Story of an Apple: Arkansas Black

Arkansas Black is an heirloom apple that originated in Benton county, Arkansas.  Quite possibly raised in the orchard of Mr. Brathwaite, the first fruit was harvested around the year 1870.  In some cases Arkansas Black has erroneously been listed as identical to the variety simply known as Arkansas, due to the similarity in name and origin, when in fact the trees and fruit bear little resemblance  to each other.  Unlike the Arkansas, which is commonly accepted to be a seedling of Winesap, the parentage of Arkansas black is less certain although it is suggested that the Arkansas Black also has Winesap among it's ancestors.  The name for the variety comes from the fruits deep red hue, which when ripe can appear almost black.
Arkansas Black, Cornell Orchards, taken beginning of September.  Color becomes significantly darker prior to harvest in late October.
 S.A. Beach in The Apples of New York describes the Arkansas Black as "one of the most beautiful apples."  He goes on to say, "It is a good keeper and commands a good price in market."  The variety was a popular cultivar in parts of Arkansas and Missouri during the last part of the 19th century.  During this period it is believed that Arkansas Black may have comprised up 10 to 15 percent of the apples grown in the state of Arkansas.  In the first decades of the 20th century, Codling Moth infestations, drought and the economic decline of the Depression all took their toll on the Arkansas apple industry, which never recovered.  Since then Arkansas Black has been grown in many regions of the united states, mostly in small quantities as an antique variety, used primarily for cooking and cider.

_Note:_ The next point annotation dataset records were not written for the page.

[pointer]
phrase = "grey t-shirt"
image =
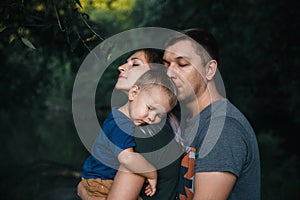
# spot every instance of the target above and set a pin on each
(225, 141)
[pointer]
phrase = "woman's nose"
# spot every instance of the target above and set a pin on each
(123, 67)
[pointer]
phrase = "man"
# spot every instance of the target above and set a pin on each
(227, 164)
(222, 159)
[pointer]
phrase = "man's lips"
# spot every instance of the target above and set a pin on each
(142, 122)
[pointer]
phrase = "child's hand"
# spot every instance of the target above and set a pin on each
(150, 189)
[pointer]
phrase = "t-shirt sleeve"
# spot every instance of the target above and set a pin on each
(224, 147)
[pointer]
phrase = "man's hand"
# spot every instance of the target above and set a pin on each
(150, 189)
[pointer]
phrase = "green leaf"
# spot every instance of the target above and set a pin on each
(27, 43)
(78, 2)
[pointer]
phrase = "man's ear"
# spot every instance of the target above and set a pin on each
(211, 68)
(134, 90)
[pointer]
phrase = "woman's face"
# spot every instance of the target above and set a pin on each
(135, 66)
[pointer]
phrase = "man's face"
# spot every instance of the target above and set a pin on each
(185, 68)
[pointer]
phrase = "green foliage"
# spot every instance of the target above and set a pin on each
(42, 45)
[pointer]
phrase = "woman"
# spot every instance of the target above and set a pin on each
(127, 185)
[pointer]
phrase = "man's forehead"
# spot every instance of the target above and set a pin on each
(183, 48)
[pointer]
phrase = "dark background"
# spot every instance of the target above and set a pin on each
(43, 43)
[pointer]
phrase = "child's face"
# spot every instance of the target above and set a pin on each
(135, 66)
(148, 106)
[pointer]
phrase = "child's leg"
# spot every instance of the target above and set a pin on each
(97, 187)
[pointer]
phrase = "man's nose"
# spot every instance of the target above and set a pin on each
(171, 71)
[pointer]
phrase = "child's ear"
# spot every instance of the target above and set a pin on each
(134, 90)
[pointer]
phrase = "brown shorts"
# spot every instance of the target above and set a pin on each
(97, 187)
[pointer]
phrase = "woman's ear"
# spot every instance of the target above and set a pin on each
(211, 68)
(134, 90)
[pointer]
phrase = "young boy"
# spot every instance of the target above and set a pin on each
(151, 97)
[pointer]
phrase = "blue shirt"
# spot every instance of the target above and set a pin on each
(115, 136)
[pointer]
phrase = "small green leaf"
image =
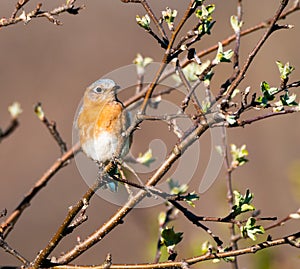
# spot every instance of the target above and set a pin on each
(141, 63)
(146, 158)
(235, 24)
(223, 56)
(204, 14)
(242, 203)
(170, 238)
(162, 218)
(288, 100)
(144, 22)
(190, 198)
(176, 188)
(15, 110)
(231, 119)
(169, 16)
(284, 70)
(39, 111)
(251, 230)
(192, 71)
(238, 155)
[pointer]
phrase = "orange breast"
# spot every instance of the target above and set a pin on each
(97, 117)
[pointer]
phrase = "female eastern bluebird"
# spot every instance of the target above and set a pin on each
(102, 122)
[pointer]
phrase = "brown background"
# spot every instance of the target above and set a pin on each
(43, 62)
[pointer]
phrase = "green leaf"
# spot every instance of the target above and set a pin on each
(251, 230)
(239, 155)
(204, 14)
(146, 158)
(169, 16)
(15, 110)
(144, 22)
(192, 71)
(176, 188)
(284, 70)
(288, 100)
(162, 218)
(235, 24)
(170, 238)
(141, 63)
(190, 198)
(223, 56)
(242, 203)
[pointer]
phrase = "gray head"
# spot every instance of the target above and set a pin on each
(101, 90)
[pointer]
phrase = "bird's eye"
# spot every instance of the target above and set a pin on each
(98, 90)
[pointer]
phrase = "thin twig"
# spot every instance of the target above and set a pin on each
(11, 220)
(117, 218)
(19, 5)
(69, 7)
(13, 252)
(10, 129)
(242, 123)
(254, 52)
(51, 126)
(64, 229)
(286, 240)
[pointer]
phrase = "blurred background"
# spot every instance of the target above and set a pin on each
(41, 62)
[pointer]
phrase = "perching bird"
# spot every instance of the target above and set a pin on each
(102, 122)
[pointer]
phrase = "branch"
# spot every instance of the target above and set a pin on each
(9, 130)
(65, 228)
(242, 123)
(51, 126)
(287, 240)
(12, 251)
(69, 7)
(117, 218)
(253, 53)
(9, 223)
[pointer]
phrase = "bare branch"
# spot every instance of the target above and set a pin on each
(51, 126)
(7, 226)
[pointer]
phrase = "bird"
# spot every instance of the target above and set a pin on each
(102, 123)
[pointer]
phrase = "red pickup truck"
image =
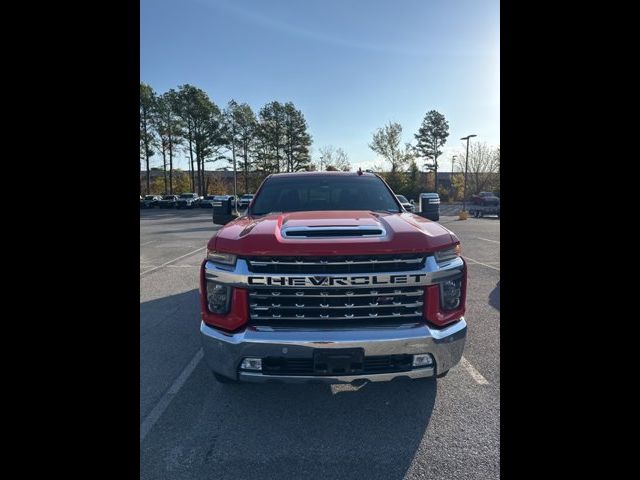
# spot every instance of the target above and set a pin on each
(327, 279)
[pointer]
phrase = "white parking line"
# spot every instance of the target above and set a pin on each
(171, 261)
(157, 411)
(476, 375)
(487, 240)
(480, 263)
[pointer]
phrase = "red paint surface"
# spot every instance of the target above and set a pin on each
(406, 233)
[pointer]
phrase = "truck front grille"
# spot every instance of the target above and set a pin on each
(338, 264)
(312, 307)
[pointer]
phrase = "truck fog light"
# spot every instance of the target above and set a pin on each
(451, 291)
(422, 360)
(251, 364)
(218, 298)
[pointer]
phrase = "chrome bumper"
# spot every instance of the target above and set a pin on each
(224, 352)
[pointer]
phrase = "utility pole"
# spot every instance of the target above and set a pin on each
(466, 167)
(235, 171)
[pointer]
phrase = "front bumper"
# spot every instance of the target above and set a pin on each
(224, 351)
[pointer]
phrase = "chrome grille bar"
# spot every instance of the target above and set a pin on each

More recently it has begun to make it's way into the commercial market.  The other day I found it at my local food cooperative, the first time I have seen it for sale outside of an orchard or the farmer's market. 
In the orchard the variety has shown some resistance to Apple Scab and Fireblight, as well as a strong resistance to Cedar Apple Rust.  It is a good bearer, although a poor pollinator.  It is harvested here in New York in late October or early November and will keep for many months in storage.  

Wednesday, January 5

Warmer Days Ahead

The winter season is often a time to hunker down, do some good reading and thoughtful contemplation.  Reflect on the year gone by and plan for the coming seasons.  It is also a time to take a trip to warmer climates, for some of us lucky enough to find the time and means to to travel.  For the next few weeks I will be taking a hiatus from the blog and from the blustery weather of central New York, to travel again to Mexico and Guatemala.  To be honest, this hiatus may go largely unnoticed, being as I have not been as active in posting on my blog as I had imagined I would be in the slower winter months.  My apologies.
New York Winter
In other news, I have been giving a lot of thought to the coming spring even if the days are still short and there are still apples in the cellar.  I have been scheming with a few friends and planning a small orchard of sorts to be planted this coming spring on some land just outside of Ithaca.  With the wheels in motion, I have ordered a small number of dwarfing and semi-dwarfing rootstocks on which I hope to graft my first apple trees.  The whole process from the graft point up will be a huge learning experience.  Much of it is still in the planning and researching stages, but I am still excited to think ahead to sloppy March thaws and May blossoms.